FHFA housing, condo co-op lending guidelines need improvement: Trade groups

Group asks FHFA for transparency during development of lending requirement guidelines for condo and housing co-ops

A coalition of trade associations — the Community Home Lenders of America (CHLA), the Community Association Institute (CAI) and the National Association of Realtors (NAR) — have submitted a letter to the Federal Housing Finance Agency (FHFA) that requests transparency in the development of final lending requirement guidelines for condominium and housing co-operatives.

In the letter, addressed to FHFA Director Sandra Thompson, the associations ask for “reasonable” building inspection requirements for aging infrastructure.
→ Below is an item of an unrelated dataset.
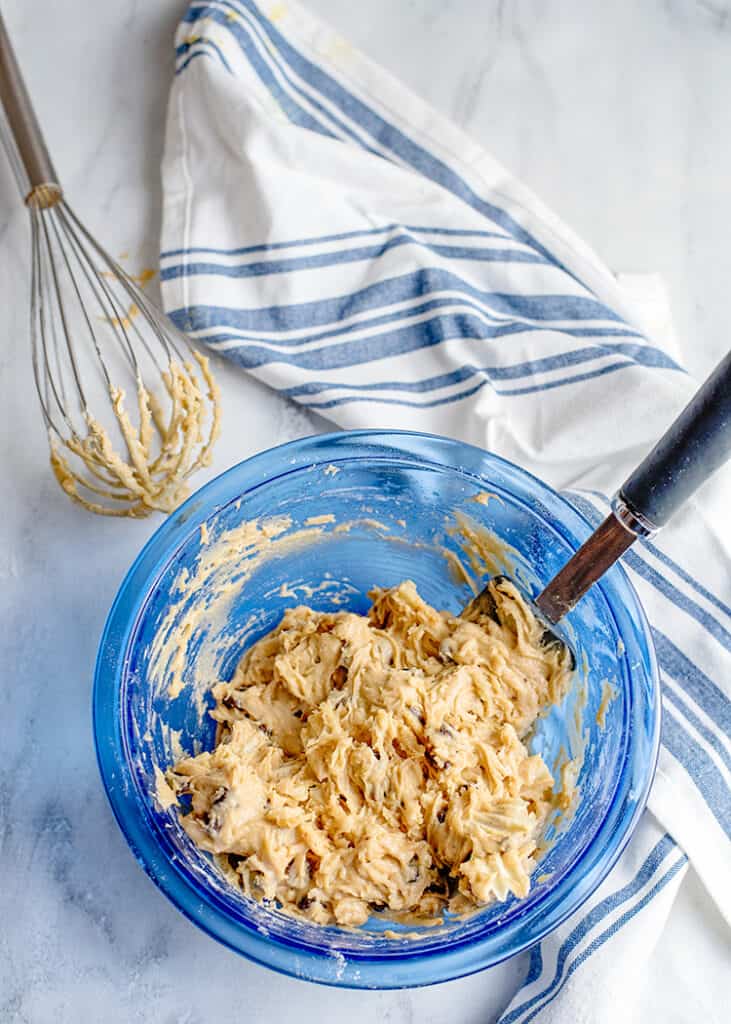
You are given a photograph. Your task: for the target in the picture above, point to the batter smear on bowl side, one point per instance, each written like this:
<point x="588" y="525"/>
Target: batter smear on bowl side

The groups also offer feedback on how the Fannie Mae and Freddie Mac temporary requirements for condos and cooperative projects could be improved.

In addition, the groups “request transparency in the process of developing final guidelines for condo and housing cooperative lending requirements.”

“Any changes to Enterprise condo project or loan approval requirements should be subject to a public comment period of at least 60 days prior to adoption,” the letter states. “Fannie Mae should be required to make public their lists of condo projects ineligible for loan purchase, along with guidance as to the actions necessary to make them eligible.”

The letter notes that the groups are “very concerned” that the government-sponsored enterprise (GSE) condo and co-op lending requirements are restrictive for those seeking housing and cause difficulty for current owners to “build wealth and maintain their property values.”

“At a time when there is a heightened awareness and increase[d] emphasis on building maintenance, restricting access to lending will plummet property values leaving less money and incentive for homeowners to invest in maintenance, especially in urban opportunity zones throughout the U.S.,” the letter states.

This could lead to a “potential housing crisis,” the groups say, emphasizing that transparency in the rulemaking process is essential to keep the focus on at-risk buildings.

“We stand ready to work with GSEs and FHFA to develop and implement policy to keep Americans safe in their buildings while having appropriate access to lending for their homes,” the letter notes.

The letter was also sent to the U.S. Senate Banking Committee and the U.S. House Financial Services Committee and their staff members.